The Boston Red Sox desperately wanted to send this message Wednesday night in Game 2 of the American League Division Series: It wasn’t going to be as ridiculously easy as the White Sox made it look in their 14-2 Game 1 victory.
It wasn’t. The White Sox had to rally from a 4-0 deficit, and they did, taking a 2-0 lead in the best-of-five series with a taut 5-4 triumph in Game 2 before a sellout crowd of 40,758 at U.S. Cellular Field.
Japanese import Tadahito Iguchi clubbed a three-run home run to cap a five-run fifth inning after ex-White Sox Tony Graffanino made a crucial one-out error.
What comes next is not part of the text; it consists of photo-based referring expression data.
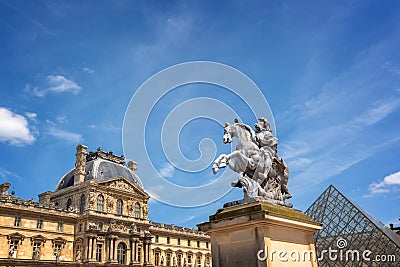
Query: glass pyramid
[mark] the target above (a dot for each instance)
(350, 235)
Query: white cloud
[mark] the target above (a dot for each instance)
(167, 170)
(14, 128)
(65, 135)
(32, 116)
(88, 70)
(56, 84)
(388, 184)
(7, 174)
(61, 119)
(378, 112)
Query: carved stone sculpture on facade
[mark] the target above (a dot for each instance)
(261, 173)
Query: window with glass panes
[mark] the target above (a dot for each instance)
(99, 250)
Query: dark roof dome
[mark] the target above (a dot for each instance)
(100, 169)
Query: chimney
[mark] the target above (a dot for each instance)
(4, 189)
(132, 166)
(80, 164)
(44, 198)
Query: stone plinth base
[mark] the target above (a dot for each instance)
(261, 234)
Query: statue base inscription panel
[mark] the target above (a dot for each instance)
(261, 234)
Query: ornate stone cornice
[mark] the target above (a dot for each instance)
(105, 155)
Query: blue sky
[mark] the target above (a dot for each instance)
(329, 70)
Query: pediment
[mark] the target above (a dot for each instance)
(38, 238)
(123, 184)
(15, 235)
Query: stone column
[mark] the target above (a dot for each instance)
(94, 247)
(111, 248)
(89, 248)
(144, 252)
(115, 249)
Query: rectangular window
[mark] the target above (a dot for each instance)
(36, 250)
(57, 251)
(12, 253)
(168, 261)
(190, 259)
(139, 254)
(17, 221)
(39, 224)
(179, 260)
(99, 249)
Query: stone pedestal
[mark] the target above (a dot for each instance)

That marked a defeat for old friend David Wells and made a winner of Mark Buehrle. Bobby Jenks, the husky 23-year-old rookie, saved it with two innings of cold-blooded, scoreless relief.
The crowd, again, was hopelessly into it on each pitch, and when shortstop Juan Uribe gloved Edgar Renteria’s bouncer and flipped it to first for the final out, the roar was audible in far suburban Mokena.
Wells, a 42-year-old with a beer-leaguer’s body and a durable left arm, earned enduring enmity on the South Side in his lone season with the White Sox in 2001, dismissed as a disloyal slacker who questioned Frank Thomas’ heart and then appeared in only 19 games himself, never mind that the back injury that limited his workload eventually required surgery.
He has won 63 games since then for three teams and showed that form in blanking the White Sox on 48 pitches through four innings. But it came apart on him in the fifth, and the “na-na-hey-hey” chant that accompanied his departure in the seventh was simply gleeful.
So it’s on to Boston, where Red Sox Nation clings to the memory of the Olde Town team coming from 0-3 down to the Yankees in last year’s ALCS. But this is not a well-armed Red Sox squad, and the Chicago Sox know it.